Death at a Funeral - 2007

Here is a bunch of familiar faces, even though we might need a little reminding where we've seen them before. Suffice it to say, this starts with a funeral. The hearse brings the corpse to a substantial middle-class home; the grieving son, Matthew Macfadyen (Mr. Darcy in the latest "Pride and Prejudice") opens the casket and discovers they have brought the wrong man. The funeral attendants make a hasty exit and promise to return as quickly as possible. Thus our story begins.

We visit a variety of homes and watch a variety of folks preparing for the funeral in a variety of ways. One fellow, who is waiting for a ride, is concluding a phone deal for some quasi-LSD, so he hurriedly dumps out some Valium and puts his "stash" in the bottle.
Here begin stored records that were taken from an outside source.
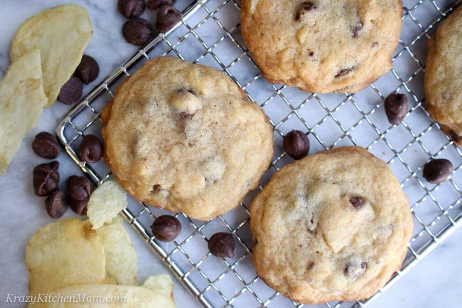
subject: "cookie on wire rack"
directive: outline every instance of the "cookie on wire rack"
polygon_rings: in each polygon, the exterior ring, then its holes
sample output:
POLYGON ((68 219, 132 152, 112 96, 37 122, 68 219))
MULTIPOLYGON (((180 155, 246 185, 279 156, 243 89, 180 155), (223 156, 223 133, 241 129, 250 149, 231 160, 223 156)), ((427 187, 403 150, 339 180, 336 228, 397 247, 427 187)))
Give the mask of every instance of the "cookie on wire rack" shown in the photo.
POLYGON ((428 42, 424 89, 428 112, 462 146, 462 6, 443 21, 428 42))
POLYGON ((263 76, 317 93, 354 93, 392 68, 400 0, 242 0, 242 32, 263 76))
POLYGON ((413 225, 387 164, 363 148, 339 147, 282 167, 257 196, 253 261, 295 301, 358 300, 399 268, 413 225))
POLYGON ((221 72, 147 61, 104 108, 105 158, 136 199, 196 219, 237 206, 273 157, 273 128, 221 72))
The folks coming by to pick him up are nearly broadsided en route and the husband, Alan Tudyk ("Firefly," "28 Days" and "A Knight's Tale") is so rattled that his wife, Keeley Hawes ("Me and Mrs. Jones" and "Macbeth"), spotting the Valium bottle on the table, gives him one to quiet his nerves. His "trip" is a hoot. Everyone in the theatre was laughing as he became fixated on one woman's silly hat. He's a terrific actor and actually pulls off the nude scene very nicely, as well.
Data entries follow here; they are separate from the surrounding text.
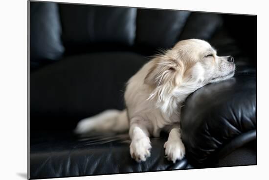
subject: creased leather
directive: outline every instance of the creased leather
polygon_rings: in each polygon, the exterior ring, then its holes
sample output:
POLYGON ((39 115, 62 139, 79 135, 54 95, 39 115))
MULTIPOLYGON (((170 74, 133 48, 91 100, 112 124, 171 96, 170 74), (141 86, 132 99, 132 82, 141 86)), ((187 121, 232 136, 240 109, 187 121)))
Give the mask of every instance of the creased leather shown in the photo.
POLYGON ((256 130, 256 82, 255 71, 239 71, 187 98, 180 122, 191 163, 205 163, 233 139, 256 130))

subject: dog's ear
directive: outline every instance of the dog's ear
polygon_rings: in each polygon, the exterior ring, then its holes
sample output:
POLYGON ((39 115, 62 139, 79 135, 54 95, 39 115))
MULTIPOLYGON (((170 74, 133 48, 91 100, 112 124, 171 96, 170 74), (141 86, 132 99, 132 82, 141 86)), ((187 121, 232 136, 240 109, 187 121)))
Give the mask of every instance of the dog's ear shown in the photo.
POLYGON ((183 66, 174 60, 156 59, 144 80, 145 84, 155 87, 164 85, 173 88, 179 85, 182 78, 183 66))

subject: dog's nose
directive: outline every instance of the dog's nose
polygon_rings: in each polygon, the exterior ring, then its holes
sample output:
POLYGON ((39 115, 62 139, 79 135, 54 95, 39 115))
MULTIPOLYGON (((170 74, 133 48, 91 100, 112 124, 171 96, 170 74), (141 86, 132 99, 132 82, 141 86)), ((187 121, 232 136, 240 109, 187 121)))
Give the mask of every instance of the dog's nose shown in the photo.
POLYGON ((228 57, 227 60, 229 62, 234 63, 234 58, 233 58, 233 57, 231 56, 230 56, 228 57))

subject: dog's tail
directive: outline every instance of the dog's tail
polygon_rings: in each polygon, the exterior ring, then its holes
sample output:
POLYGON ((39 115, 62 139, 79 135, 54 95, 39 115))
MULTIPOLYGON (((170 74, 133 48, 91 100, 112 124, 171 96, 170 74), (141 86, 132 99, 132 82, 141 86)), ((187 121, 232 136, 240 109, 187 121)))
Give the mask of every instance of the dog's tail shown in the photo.
POLYGON ((81 120, 75 133, 84 134, 91 131, 121 133, 129 129, 129 121, 126 109, 119 111, 108 110, 92 117, 81 120))

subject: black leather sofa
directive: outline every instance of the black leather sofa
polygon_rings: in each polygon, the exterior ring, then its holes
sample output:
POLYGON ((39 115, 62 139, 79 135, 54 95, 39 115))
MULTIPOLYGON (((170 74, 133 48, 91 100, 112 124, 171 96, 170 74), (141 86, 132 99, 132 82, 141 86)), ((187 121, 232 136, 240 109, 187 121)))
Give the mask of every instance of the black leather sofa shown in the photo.
POLYGON ((28 2, 30 179, 256 164, 255 16, 28 2), (83 118, 124 108, 124 83, 148 57, 190 38, 233 56, 237 70, 187 99, 183 160, 164 158, 164 133, 138 163, 127 133, 73 133, 83 118))

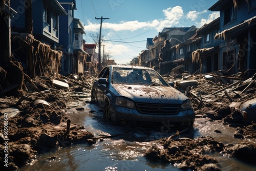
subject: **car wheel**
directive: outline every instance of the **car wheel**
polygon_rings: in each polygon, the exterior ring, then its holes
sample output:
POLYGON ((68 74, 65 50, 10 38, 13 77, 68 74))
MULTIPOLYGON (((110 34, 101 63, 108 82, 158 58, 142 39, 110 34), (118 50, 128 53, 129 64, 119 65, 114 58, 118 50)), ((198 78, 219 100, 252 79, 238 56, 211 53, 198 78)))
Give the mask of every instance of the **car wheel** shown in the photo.
POLYGON ((95 98, 94 97, 94 93, 93 93, 93 91, 92 90, 91 92, 91 101, 92 102, 95 102, 95 98))
POLYGON ((110 120, 110 107, 109 104, 107 104, 104 110, 103 118, 106 120, 110 120))
POLYGON ((116 112, 112 112, 110 114, 110 122, 112 125, 117 125, 119 123, 119 120, 117 118, 116 112))

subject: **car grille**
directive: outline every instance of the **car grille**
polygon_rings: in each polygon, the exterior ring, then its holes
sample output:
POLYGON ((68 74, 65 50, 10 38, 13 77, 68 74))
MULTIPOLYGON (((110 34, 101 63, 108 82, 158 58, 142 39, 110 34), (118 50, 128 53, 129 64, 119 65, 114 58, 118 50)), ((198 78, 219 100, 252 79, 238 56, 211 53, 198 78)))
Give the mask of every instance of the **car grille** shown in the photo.
POLYGON ((147 114, 175 115, 179 113, 180 104, 137 103, 139 111, 147 114))
POLYGON ((176 130, 180 128, 183 125, 182 122, 168 123, 168 127, 166 127, 166 124, 163 122, 136 122, 137 126, 142 127, 144 129, 161 129, 161 127, 171 130, 176 130))

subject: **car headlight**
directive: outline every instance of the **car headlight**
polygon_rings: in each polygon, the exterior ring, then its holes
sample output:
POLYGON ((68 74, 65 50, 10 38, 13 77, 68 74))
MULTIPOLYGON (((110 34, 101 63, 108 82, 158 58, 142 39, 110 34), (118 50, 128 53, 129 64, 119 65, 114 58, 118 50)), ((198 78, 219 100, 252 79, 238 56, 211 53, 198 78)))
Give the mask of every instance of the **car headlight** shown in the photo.
POLYGON ((192 108, 192 104, 191 103, 191 101, 189 100, 187 100, 183 102, 181 104, 181 111, 187 110, 192 108))
POLYGON ((136 109, 133 101, 123 97, 117 97, 116 99, 116 104, 124 108, 136 109))

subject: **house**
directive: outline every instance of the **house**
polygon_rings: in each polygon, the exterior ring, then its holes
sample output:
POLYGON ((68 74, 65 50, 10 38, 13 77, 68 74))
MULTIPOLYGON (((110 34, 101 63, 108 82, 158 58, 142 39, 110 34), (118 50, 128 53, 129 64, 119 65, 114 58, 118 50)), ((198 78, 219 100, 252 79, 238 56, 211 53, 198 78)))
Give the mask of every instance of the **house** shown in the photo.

Peter Dinklage ("The Station Agent," "Elf" and "Find Me Guilty") is a hitherto unknown guest who becomes very un-welcome, indeed!
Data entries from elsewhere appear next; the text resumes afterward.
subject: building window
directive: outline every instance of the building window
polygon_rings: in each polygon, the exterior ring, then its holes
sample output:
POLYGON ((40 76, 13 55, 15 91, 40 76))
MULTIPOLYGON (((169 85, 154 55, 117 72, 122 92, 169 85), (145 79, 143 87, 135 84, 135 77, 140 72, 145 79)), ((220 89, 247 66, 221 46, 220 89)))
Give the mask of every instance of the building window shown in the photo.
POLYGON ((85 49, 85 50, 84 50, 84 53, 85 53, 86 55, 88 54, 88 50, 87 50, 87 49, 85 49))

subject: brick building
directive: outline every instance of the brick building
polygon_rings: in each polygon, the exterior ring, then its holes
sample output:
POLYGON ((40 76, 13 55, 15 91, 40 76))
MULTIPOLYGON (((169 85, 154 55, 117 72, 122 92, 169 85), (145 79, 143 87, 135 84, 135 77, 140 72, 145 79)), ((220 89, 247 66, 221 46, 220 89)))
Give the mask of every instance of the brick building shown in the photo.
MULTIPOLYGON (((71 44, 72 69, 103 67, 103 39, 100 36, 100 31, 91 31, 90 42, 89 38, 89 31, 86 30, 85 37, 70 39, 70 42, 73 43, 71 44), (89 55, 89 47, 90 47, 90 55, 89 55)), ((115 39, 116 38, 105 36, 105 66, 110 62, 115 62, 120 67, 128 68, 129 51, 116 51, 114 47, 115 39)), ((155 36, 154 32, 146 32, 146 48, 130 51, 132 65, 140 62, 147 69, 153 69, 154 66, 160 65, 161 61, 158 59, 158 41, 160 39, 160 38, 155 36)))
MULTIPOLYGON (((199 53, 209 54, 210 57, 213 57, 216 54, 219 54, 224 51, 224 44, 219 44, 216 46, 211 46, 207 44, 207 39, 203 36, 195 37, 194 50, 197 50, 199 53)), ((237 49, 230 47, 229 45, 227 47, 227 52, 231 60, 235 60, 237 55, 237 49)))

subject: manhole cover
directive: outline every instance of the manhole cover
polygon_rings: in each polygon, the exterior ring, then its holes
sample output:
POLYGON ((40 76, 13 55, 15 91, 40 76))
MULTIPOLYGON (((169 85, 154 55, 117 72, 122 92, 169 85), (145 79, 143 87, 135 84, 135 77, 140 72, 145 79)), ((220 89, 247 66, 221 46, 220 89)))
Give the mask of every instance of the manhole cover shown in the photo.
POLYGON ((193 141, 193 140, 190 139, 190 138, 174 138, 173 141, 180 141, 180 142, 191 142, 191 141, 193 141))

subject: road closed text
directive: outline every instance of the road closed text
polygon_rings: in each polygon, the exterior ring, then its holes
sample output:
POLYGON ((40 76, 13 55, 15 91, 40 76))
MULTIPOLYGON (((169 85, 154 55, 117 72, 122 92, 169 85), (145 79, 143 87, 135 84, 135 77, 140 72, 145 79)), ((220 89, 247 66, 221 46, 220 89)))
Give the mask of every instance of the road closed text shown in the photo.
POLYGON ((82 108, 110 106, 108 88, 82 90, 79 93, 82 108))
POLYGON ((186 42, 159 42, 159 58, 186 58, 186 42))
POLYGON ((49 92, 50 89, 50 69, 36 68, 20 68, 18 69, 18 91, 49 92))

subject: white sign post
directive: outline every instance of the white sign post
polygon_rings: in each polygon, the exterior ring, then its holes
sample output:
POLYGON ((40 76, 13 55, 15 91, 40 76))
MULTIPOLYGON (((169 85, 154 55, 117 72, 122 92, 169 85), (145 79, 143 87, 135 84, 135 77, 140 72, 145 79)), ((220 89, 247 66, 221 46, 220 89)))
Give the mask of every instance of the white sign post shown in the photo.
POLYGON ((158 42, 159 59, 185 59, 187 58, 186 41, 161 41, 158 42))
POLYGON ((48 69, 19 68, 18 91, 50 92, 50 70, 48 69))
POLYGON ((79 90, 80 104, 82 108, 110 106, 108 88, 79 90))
Our hero's brother, Rupert Graves ("The Forsyte Saga," "Tenant of Wildfell Hall" and "Amazing Grace") is a successful author who flew first class from New York to London and now pleads poverty when our hero needs the lion's share of the inheritance money to purchase a flat for his family.

We are treated to the usual assortment of quirky folks and situations - the British are very good at that - and my only regret was that there were no captions, because I have no doubt that much witty dialogue got by me. Wait... Rent the DVD... Turn on the captions. (Even without them, I laughed out loud.) You will enjoy it!